Invalid dates (e.g., ‘March 35’) also represent a challenge. Many programming languages (e.g., Java) by default handle invalid dates in a lenient manner, meaning that a date such as ‘March 35’ would be converted to April 4. Care must also be taken when considering the interpretation of negative numbers. Depending on tokenization, a system might identify a number ‘1’ or ‘one’ but miss the ‘negative’ qualifier in front of it if it is written as ‘negative 1’ or ‘minus one’ as opposed to ‘-1’. Tools do exist to help with number normalization, [29, 30] and these should be considered when processing clinical text. Other tools have been developed to identify various concepts related to numbering including for Time (MedTime) [31] as well as cancer staging (e.g., ‘Stage III lung cancer’) and dimensions (MedKATp) [32]. Tokenization may also be important. A technical report about tokenization of MEDLINE abstracts briefly discusses how various tokenizers handle text including fractions [33]. A more recent paper noted the lack of focus on biomedical tokenization [34].
The issues described here are related to both semantic and syntactic heterogeneity, and are contributing factors limiting the widespread semantic interoperability of EHR data [35,36,37]. In some cases simple normalization to a canonical form should be easily achievable. In other cases, however, the complexities of natural language introduce challenges that will require additional work including disambiguation, intelligent tokenization, and sophisticated processing (e.g., machine learning). It will be important for those working with the free text data to understand the text being analyzed and have plans for how outlier situations (e.g., invalid dates) will be handled. It will also be important to utilize vocabularies or ontologies with broad coverage of synonyms, near synonyms, and lexical variants. For example, ‘TIIDM’ appeared in nearly 1000 notes in our dataset but that term variant for ‘type 2 diabetes mellitus’ is not present in the Unified Medical Language System (UMLS), whereas ‘T2DM’ is in UMLS.
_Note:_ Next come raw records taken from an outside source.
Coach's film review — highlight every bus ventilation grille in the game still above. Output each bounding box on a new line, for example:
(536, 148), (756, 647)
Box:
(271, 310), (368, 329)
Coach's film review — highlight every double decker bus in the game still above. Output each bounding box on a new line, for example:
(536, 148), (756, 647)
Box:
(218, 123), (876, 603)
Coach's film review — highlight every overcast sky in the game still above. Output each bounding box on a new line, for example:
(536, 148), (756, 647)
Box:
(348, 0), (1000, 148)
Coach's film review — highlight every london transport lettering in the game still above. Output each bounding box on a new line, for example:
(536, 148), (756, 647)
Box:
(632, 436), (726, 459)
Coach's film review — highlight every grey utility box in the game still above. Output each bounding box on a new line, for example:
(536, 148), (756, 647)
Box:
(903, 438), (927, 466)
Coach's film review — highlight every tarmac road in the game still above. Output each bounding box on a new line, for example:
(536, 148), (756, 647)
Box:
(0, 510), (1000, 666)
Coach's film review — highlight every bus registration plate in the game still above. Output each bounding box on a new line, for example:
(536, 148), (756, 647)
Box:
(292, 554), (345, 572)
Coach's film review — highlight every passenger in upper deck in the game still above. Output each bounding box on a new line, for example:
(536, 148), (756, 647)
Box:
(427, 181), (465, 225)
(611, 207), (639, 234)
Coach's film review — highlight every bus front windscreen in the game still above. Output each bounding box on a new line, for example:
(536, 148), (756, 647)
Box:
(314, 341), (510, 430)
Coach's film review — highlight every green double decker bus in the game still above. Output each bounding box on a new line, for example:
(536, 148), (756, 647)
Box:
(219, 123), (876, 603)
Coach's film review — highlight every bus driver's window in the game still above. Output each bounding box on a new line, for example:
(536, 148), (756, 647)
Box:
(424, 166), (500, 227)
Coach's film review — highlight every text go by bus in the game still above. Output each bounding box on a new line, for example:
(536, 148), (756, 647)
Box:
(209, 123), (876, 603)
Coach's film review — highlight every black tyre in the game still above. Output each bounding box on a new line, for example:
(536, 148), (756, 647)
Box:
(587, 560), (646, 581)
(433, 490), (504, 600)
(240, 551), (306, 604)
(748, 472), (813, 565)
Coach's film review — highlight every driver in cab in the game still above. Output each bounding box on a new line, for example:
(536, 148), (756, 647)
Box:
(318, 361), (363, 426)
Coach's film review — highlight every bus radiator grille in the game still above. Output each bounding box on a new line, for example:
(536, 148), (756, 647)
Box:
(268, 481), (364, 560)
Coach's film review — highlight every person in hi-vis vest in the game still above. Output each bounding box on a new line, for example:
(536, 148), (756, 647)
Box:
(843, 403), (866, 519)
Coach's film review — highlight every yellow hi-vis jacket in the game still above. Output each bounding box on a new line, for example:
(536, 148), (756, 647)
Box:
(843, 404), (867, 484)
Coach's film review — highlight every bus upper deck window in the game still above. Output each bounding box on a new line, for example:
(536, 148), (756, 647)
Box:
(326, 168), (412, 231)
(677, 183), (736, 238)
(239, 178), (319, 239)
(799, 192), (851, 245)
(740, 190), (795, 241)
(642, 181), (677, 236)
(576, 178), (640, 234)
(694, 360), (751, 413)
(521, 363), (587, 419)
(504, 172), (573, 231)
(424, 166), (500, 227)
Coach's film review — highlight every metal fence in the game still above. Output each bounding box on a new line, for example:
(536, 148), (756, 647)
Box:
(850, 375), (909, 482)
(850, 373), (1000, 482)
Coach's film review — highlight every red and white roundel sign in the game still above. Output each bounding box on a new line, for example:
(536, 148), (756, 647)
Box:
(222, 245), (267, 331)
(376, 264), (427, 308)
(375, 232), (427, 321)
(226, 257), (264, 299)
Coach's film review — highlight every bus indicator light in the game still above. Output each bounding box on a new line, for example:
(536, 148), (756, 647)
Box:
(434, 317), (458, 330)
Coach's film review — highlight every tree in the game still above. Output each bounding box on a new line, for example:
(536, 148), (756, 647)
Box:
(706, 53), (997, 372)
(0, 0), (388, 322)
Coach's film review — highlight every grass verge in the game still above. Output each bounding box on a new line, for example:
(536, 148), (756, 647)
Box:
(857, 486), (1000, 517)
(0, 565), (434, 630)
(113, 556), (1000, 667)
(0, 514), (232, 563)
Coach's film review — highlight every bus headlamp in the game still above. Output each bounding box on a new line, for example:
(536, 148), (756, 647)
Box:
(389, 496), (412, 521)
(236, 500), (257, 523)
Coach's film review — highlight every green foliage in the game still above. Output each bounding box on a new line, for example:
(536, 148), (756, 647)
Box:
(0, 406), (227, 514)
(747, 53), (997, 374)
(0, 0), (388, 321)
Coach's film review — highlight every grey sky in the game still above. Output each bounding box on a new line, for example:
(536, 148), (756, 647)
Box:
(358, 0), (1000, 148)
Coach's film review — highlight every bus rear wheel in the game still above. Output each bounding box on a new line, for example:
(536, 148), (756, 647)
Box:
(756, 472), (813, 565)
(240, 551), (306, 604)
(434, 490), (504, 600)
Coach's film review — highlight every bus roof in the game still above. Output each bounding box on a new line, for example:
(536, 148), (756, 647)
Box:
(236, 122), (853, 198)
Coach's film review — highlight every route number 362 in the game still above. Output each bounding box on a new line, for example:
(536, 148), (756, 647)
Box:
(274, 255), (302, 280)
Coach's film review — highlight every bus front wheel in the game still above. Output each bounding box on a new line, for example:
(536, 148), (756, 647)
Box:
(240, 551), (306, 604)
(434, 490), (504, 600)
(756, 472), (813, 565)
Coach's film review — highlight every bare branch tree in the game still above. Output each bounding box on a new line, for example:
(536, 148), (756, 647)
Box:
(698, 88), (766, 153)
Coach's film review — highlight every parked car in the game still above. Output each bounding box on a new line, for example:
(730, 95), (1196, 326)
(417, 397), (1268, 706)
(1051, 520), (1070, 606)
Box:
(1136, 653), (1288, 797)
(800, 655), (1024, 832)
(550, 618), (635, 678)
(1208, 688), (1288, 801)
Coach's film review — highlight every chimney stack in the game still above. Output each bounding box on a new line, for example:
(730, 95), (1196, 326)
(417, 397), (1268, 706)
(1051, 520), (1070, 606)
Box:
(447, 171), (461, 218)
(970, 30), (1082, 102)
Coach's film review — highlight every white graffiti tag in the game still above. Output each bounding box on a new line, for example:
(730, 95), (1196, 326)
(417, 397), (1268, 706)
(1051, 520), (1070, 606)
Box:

Additional complexities not analyzed in the current work included variations in units, which can further complicate information extraction. For example, weights can be written as “pounds”, “lbs”, “lb”, “#”, and sometimes no unit might be provided, meaning that additional work would be needed to determine if English (pounds) or metric (kg) weights were being described.
It is also worth noting that these data quality and normalization issues are not unique to clinical notes derived from EHRs. For example, the incorrect ‘3nd’ (as opposed to the correct ‘3rd’) appears in PubMed abstracts [38, 39] as well as in clinical trial descriptions listed on ClinicalTrials.gov [40, 41]. Even terms such as ‘octogenarian’ [42] and ‘nonagenarian’ [43] appear on ClinicalTrials.gov. Indeed, recent work has suggested formal representations for numeric data in clinical trial reports to aid in interpretation of the results [44]. Variability can also be found when identifying concepts within the UMLS Terminology Services Metathesaurus Browser (https://uts.nlm.nih.gov/metathesaurus.html). For example, as of July 2018, searching for the term ‘stage 3’ yields 233 results whereas searching for ‘stage III’ yields 803 results. Even ‘type IIII’ (an invalid form of the Roman numeral ‘IV’) appears in a UMLS entry (CUI C2612864), which is likely a typographic error.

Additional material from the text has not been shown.